After poring over the deep-reaching questions, I received my result: I fall under the INFP personality type, which stands for Introversion, Intuition, Feeling, and Prospecting. This essentially means I am guided by a strong sense of morality and a desire to help others.
While these characteristics are extremely accurate, the results of the quiz got me thinking about myself and how I fit in the world. The first letter in the acronym, Introversion, is a quality I have strongly identified with ever since I discovered the meaning of the word. On top of it being draining for me to interact in large groups, I have quite a bit of social anxiety in nearly every situation. This has made it difficult for the majority of my life to make connections with people, and I don’t doubt I’ve missed many of them by not putting myself out there.

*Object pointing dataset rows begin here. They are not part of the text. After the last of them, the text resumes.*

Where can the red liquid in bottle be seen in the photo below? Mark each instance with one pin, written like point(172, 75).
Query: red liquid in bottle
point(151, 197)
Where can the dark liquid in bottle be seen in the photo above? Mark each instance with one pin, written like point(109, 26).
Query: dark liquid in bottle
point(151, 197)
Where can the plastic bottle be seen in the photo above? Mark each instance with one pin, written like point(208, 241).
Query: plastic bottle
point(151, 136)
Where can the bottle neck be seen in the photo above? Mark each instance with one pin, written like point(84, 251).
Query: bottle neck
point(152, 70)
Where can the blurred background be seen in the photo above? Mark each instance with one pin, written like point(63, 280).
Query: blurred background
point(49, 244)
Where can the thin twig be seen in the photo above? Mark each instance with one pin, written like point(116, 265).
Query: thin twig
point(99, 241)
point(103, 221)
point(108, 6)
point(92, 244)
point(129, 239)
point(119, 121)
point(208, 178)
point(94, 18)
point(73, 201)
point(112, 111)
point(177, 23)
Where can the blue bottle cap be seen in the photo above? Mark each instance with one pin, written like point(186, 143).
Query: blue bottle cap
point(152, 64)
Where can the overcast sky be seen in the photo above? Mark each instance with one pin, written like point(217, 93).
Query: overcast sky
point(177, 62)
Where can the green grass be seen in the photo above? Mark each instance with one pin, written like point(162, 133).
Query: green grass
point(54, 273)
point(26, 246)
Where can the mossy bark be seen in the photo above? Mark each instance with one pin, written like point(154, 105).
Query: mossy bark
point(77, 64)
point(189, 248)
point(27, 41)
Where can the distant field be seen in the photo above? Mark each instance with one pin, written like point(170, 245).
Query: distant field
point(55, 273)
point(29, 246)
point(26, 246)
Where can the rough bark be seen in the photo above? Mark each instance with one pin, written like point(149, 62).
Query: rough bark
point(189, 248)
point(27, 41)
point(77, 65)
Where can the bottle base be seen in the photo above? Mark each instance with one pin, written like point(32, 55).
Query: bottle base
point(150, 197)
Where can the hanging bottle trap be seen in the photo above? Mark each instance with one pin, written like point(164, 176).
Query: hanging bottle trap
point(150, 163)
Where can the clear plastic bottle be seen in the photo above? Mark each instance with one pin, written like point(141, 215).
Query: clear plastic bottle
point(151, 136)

However, uncomfortability in social settings is looked down upon in a society where you have to be a people-person in order to get anywhere in life. While I understand this to a degree (you can’t expect people to know what you’re thinking unless you tell them), I don’t see why I and all other introverts must be alienated for being ourselves. Trust me, we have plenty of ideas to contribute to every type of discourse imaginable and we have an undeniable track record, but it’s just much more difficult for us to put our ideas into words. When this happens in a social situation, it can be fatal to any sort of social advancement because others get turned off by our inability to articulate precisely our thoughts and feelings.
Don’t get me wrong, I have a number of friends who I am very comfortable with and who accept me for who I am. Many of them have told me that I’m quiet, but when I have something to say, it is something very poignant. This is a common trend among introverts, which leads me to believe that our disposition is not so bad after all. But much of the time, it’s frustrating to go about life feeling misunderstood simply because I am not as listened to as the student who always raises his hand in class or the coworker who has a solution to every little problem. And why shouldn’t I be listened to? I'd like to think my ideas are just as good as everyone else’s; it just requires a bit more patience and understanding to get my points across than people are accustomed to.
I don’t mean to sound cliché, but our modern society has been conditioned to move from one thing to the next as quickly as possible, which presents a problem for us introverts. When the attention span of so many is at an all-time low, how can those who aren’t as heard make our mark on society? How can we show everyone else that we not only possess but excel at the ability and willingness to change the status quo?
A word to my fellow introverts: don’t be discouraged if you aren’t heard on the first try. Unfortunately, most people are too wrapped up in their own thoughts to really give you the time and energy you deserve. It might take a little more effort than our extraverted compatriots, but I've found it does get easier and people will listen. We are the (literal) silent minority, but with patience and diligence, you will be heard.